During an exhibit launch for Walt Disney’s Grumman Gulfstream I on December 5, 2022, the Walt Disney Company announced that the museum was embarking on a two-year project to restore the interior of the plane that Disney used when he surveyed Florida for a theme-park location.

==Collection==
The following are among aircraft exhibited at the museum.
- Aero S-106 1112
- Bell AH-1G Cobra 67-15574
- Bell H-13 Sioux – on loan
- Bell P-63A Kingcobra 42-68864
- Bell UH-1B Iroquois 63-8610
- Boeing-Stearman PT-17 Kaydet 38393
- Boeing VB-17G Flying Fortress 44-85778
- CAC Sabre F-8612/F-8607 – on loan
- Cessna O-2 Skymaster
- Consolidated PBY Catalina 48426
- Convair F-102A Delta Dagger 56-1432 – on loan
- Convair F-106B Delta Dart 57-2509
- Curtiss TP-40N Warhawk 44-7084
- Douglas B-26C Invader 44-35721
- Douglas RC-47 Dakota 035
- Douglas SBD-5 Dauntless 36176 – on loan
- Douglas TA-4J Skyhawk 154649 – on loan
- Erco 415D Ercoupe 4019
- Fairchild C-119G Flying Boxcar 53-8154 – fuselage only
- General Dynamics F-16C Fighting Falcon 163277 – on loan
- Grumman A-6E Intruder 154162 – on loan
- Grumman C-1A Trader 146048
- Grumman F6F-5K Hellcat 94473
- Grumman F7F-3 Tigercat 80412
- Grumman F-14A Tomcat 160898 – on loan
- Grumman FM-2 Wildcat 55627
- Grumman G-58B Gulfhawk D-1262
- Grumman Gulfstream I – owned by Walt Disney, on loan from the Disney Archives
- General Motors TBM-3 Avenger 53785
- Lockheed F-104G Starfighter D-8244
- Lockheed F-117 Nighthawk
- Lockheed PV-2 Harpoon 37211
- Lockheed TV-2 126591
- McDonnell Douglas F-4S Phantom II 153851 – on loan
- McDonnell Douglas F/A-18A Hornet 162403 – on loan
- MiG-17
- North American TB-25N Mitchell 44-86747
- North American F-100D Super Sabre 3-888
- North American P-51D Mustang 9273
- North American T-6G Texan 49-3402
- North American T-28B Trojan 138203
- Northrop Grumman EA-6B Prowler 163030 – on loan
- Piper J-3 Cub 4594
- Republic F-84F Thunderstreak 51-9531 – on loan
- Republic F-105D Thunderchief 61‐0108 – on loan
- Republic P-47D Thunderbolt 122
- Sikorsky UH-34D Seahorse 154895
- Supermarine Spitfire XIV SG108/RM694
- Vought FG-1D Corsair 92629

==Events==
The museum holds an annual flower drop from its B-25 on Memorial Day.

== Programs ==
In addition to giving tours to local youth and creating curriculum guides for teachers anywhere on the topics of World War II and women in aviation, the museum runs the following programs:

First Flight Experience is geared toward aspiring pilots from 12 to 17 years of age. Each student receives an introduction to flight aboard a Cessna 182 Skylane. Because they participate in the pre-flight check and learn about take-off, landing, and in-air maneuvers, their time in the air counts toward the number of hours needed to qualify for a pilot’s license.

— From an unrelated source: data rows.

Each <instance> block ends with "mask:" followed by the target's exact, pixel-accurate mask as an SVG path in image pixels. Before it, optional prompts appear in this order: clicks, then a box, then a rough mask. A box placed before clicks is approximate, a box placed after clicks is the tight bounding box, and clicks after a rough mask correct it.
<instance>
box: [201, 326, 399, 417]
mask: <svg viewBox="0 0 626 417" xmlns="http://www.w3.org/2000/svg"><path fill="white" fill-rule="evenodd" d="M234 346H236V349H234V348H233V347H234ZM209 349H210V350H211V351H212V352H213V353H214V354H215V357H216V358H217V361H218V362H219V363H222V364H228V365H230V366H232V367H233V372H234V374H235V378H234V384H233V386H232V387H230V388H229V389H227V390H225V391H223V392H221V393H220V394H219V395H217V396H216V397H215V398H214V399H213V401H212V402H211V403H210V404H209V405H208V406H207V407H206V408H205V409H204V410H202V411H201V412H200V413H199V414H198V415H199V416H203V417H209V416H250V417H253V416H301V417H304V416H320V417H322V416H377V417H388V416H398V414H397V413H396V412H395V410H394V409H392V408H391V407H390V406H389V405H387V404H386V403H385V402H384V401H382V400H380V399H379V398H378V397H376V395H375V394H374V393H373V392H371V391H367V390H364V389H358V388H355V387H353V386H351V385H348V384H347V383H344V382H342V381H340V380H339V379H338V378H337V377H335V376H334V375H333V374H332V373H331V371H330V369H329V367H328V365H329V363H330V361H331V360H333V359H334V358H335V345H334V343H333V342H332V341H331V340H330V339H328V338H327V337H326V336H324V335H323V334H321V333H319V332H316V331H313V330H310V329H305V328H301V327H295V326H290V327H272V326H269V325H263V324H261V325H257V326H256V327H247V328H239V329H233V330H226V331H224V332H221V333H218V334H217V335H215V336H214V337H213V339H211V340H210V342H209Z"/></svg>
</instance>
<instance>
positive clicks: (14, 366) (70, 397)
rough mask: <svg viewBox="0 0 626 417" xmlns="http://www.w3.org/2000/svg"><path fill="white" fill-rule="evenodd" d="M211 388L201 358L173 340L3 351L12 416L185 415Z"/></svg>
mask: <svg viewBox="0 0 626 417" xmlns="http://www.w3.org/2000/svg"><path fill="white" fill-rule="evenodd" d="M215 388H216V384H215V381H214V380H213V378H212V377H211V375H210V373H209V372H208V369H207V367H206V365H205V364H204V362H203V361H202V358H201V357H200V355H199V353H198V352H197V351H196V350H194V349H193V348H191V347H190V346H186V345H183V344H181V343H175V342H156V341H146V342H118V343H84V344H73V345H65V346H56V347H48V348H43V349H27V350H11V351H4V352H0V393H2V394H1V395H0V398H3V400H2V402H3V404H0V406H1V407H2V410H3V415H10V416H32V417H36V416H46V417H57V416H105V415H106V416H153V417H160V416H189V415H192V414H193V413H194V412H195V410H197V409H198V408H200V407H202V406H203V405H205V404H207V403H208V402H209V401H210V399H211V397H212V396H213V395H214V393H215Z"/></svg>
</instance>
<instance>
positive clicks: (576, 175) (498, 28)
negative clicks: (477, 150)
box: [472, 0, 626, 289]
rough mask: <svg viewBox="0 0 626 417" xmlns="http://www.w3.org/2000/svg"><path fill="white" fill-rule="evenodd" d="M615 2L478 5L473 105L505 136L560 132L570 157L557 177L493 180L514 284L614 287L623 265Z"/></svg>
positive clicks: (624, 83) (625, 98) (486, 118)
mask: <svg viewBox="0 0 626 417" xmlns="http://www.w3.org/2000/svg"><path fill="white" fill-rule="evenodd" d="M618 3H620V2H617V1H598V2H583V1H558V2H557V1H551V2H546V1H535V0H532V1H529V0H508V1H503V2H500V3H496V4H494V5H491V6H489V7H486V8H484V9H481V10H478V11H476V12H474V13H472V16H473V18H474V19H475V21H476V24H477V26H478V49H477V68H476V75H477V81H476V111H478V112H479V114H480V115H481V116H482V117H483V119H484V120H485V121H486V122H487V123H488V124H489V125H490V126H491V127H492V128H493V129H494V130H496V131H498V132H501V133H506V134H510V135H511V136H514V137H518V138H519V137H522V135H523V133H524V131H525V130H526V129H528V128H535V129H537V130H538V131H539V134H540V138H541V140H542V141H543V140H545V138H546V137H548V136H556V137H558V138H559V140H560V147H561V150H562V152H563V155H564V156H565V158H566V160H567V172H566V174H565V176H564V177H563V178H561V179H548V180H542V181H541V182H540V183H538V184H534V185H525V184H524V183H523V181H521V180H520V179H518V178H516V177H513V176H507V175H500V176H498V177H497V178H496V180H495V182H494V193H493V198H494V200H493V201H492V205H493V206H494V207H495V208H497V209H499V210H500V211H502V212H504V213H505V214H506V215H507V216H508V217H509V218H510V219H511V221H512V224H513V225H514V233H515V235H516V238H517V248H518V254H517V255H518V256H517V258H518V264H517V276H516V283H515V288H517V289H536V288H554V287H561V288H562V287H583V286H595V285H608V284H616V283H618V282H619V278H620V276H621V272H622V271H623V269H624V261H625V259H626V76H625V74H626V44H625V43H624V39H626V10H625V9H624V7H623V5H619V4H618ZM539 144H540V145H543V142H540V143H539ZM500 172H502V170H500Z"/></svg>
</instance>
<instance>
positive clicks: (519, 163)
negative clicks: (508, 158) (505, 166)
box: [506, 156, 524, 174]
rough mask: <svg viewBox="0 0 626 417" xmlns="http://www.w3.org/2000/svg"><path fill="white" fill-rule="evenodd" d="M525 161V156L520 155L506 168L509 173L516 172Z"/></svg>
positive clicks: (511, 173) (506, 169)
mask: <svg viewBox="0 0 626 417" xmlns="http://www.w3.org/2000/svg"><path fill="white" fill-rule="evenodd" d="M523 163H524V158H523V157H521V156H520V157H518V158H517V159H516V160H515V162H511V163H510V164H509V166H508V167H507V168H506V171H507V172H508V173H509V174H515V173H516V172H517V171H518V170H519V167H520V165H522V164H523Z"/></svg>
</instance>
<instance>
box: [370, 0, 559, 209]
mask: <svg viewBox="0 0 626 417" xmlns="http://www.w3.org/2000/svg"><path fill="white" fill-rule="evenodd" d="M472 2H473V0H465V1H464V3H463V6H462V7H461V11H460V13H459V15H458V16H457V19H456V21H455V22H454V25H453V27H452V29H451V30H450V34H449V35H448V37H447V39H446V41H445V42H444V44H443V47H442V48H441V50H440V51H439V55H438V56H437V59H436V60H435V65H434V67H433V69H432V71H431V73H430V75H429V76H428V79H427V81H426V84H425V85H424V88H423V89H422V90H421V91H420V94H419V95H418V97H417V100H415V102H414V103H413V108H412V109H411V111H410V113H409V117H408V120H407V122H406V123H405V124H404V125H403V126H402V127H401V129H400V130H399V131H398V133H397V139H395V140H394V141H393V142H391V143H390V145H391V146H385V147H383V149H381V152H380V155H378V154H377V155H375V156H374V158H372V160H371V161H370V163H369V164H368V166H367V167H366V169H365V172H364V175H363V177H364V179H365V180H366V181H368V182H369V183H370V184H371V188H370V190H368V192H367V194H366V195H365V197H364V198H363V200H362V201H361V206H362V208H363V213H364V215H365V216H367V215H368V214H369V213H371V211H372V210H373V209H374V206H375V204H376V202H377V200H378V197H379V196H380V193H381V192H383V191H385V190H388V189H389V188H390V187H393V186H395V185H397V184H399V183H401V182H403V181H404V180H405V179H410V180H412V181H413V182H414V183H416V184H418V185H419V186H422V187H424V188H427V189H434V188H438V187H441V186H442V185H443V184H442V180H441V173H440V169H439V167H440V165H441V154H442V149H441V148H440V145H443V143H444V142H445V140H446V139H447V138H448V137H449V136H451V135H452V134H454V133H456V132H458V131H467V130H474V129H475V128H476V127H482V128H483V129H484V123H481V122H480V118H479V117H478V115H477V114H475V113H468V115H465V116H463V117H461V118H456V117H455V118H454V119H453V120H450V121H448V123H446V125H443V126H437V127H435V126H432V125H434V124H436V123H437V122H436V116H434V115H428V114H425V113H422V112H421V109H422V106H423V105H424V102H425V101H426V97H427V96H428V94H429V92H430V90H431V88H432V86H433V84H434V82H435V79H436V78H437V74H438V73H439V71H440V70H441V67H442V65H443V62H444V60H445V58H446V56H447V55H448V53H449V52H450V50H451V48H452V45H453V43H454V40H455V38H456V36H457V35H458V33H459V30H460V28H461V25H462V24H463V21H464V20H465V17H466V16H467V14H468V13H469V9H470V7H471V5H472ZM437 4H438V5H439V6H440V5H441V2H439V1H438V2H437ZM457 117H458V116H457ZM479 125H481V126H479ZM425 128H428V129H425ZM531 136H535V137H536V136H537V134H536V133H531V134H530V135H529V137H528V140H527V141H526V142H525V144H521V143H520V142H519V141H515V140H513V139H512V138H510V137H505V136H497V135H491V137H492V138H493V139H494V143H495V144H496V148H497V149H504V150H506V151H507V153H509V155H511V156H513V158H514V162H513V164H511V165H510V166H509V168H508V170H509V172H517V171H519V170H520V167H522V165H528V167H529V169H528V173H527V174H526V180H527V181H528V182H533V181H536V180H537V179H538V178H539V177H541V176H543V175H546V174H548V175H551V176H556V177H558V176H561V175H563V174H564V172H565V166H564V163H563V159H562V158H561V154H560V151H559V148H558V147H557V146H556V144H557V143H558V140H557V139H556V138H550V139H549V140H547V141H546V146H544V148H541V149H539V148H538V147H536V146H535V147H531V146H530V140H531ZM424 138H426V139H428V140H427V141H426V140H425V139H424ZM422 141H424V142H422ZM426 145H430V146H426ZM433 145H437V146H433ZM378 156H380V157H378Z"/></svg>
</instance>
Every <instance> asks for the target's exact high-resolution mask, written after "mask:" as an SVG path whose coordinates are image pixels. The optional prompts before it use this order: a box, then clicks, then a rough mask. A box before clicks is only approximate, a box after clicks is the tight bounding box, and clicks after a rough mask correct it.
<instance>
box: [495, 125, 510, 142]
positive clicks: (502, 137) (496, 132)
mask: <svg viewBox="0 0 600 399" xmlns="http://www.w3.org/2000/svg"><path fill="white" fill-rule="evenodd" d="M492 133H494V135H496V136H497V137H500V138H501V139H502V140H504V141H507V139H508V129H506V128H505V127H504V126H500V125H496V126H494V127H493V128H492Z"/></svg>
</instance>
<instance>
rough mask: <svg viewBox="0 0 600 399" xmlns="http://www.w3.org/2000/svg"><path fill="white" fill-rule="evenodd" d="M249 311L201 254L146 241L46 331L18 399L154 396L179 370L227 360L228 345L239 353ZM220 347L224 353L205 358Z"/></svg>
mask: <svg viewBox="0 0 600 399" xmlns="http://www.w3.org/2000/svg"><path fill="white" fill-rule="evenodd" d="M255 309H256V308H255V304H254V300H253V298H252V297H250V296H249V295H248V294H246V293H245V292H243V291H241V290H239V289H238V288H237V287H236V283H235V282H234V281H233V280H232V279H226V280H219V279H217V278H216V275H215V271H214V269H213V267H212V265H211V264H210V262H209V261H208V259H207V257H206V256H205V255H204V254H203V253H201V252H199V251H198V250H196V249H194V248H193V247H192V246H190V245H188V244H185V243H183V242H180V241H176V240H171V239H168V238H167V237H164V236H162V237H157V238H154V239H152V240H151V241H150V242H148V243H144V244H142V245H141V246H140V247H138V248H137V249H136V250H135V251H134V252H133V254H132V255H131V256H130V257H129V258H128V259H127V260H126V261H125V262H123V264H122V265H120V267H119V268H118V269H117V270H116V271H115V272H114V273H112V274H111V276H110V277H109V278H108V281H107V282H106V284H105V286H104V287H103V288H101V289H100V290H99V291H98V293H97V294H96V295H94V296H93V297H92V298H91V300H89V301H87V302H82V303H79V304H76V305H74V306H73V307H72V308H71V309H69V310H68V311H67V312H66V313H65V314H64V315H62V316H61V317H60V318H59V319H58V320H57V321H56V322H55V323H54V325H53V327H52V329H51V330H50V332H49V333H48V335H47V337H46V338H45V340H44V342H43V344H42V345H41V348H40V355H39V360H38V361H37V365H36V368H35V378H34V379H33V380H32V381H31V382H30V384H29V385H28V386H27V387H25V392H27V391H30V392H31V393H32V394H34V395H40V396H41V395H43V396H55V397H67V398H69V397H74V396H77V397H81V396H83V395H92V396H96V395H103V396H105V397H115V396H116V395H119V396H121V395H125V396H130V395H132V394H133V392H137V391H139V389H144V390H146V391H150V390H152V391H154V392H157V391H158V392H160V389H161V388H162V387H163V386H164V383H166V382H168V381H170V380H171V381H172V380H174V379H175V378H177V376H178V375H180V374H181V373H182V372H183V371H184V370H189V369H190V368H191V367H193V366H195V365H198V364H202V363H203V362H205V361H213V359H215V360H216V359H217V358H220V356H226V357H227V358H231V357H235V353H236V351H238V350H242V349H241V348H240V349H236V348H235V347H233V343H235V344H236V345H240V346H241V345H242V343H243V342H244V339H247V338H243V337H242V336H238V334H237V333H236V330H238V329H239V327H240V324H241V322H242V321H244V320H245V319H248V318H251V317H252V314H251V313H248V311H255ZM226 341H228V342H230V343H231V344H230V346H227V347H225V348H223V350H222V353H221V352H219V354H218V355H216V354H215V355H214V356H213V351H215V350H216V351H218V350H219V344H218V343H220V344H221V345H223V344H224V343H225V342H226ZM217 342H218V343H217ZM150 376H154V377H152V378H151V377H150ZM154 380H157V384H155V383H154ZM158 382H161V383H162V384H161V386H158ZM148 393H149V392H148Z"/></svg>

The museum’s Young Science Professionals Scholarship Fund is for high school seniors and undergraduate students accepted to or enrolled in a four-year college.

== In popular culture ==
Walt Disney maintained a second home in Palm Springs and was instrumental in getting a bond measure to fund Palm Springs Municipal [now International] Airport. His personal Grumman Gulfstream I, on long-term loan from The Walt Disney Company, appeared in Disney Studios' films The Computer Wore Tennis Shoes (1969) and Now You See Him, Now You Don't (1972). The plane transported Hollywood stars, as well as former Presidents Ronald Reagan and Jimmy Carter on trips to Palm Springs.

Clay Lacy’s Learjet 24A is exhibited with photographs showing its inclusion in a wide range of television and movie productions, among which are Dragnet, Magnum P.I., Miami Vice, Airport 1975, and Any Which Way You Can.

The museum’s Grumman Wildcat was purchased after World War II by Warner Bros. Studio and used in the 1949 film Task Force.

Disney recorded the engine of the museum’s Vought F4U Corsair for its 2013 animated movie Planes to provide sound for the film's Corsair.

The museum’s Boeing B-17 "Movie Memphis Belle" was used in the 1990 film Memphis Belle.

The museum’s P-51 Mustang "Man O’ War" was purchased by Universal Studios in 1957 and was used in the 1957 movie Battle Hymn.